Comment répondre à la menace d’une épidémie grippale hautement meurtrière, sans oublier en route les valeurs de justice, d’équité et de solidarité avec les plus faibles ? Depuis la crise de la grippe aviaire et le premier plan gouvernemental en 2004, des spécialistes de l’éthique réfléchissent aux enjeux moraux d’une pandémie et pointent les risques qu’une éventuelle crise sanitaire peut faire peser sur les valeurs de notre société. Un chapitre exclusivement consacré à ces questions a d’ailleurs été ajouté au plan initial du gouvernement.
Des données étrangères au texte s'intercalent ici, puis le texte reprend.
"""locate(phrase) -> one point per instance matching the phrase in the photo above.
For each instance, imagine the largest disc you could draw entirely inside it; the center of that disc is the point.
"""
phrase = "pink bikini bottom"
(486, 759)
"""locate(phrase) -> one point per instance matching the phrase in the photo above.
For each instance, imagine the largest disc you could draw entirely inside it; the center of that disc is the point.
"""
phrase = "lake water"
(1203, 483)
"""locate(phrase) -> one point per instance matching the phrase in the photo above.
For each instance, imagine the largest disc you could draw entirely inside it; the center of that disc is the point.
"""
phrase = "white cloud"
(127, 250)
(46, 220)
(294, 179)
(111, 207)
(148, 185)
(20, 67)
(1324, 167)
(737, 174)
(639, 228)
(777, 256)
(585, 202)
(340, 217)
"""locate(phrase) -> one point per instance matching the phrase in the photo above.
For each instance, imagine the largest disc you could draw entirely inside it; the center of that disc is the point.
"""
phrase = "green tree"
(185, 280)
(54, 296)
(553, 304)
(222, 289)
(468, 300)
La première crainte concerne les éventuelles réactions de panique et la ruée des bien-portants vers les pharmacies pour s’approvisionner en médicaments, au détriment des personnes malades ou isolées. S’il faut choisir entre les malades, en cas de pénurie de médicaments, ou de difficultés d’approvisionnement en vaccins, quels critères retenir ? Le comité d’éthique rejette l’idée d’un tirage au sort « égalitaire mais pas équitable », estime Pierre Le Coz, philosophe et rapporteur de l’avis. Il propose de « définir des priorités » en s’inspirant du système de répartition des dons d’organes, qui gère la pénurie depuis des années. « Des critères éthiques qui fixent un cadre de référence (âge, risques de complications, par exemple) sont nécessaires pour établir une relation de confiance », estime-t-il.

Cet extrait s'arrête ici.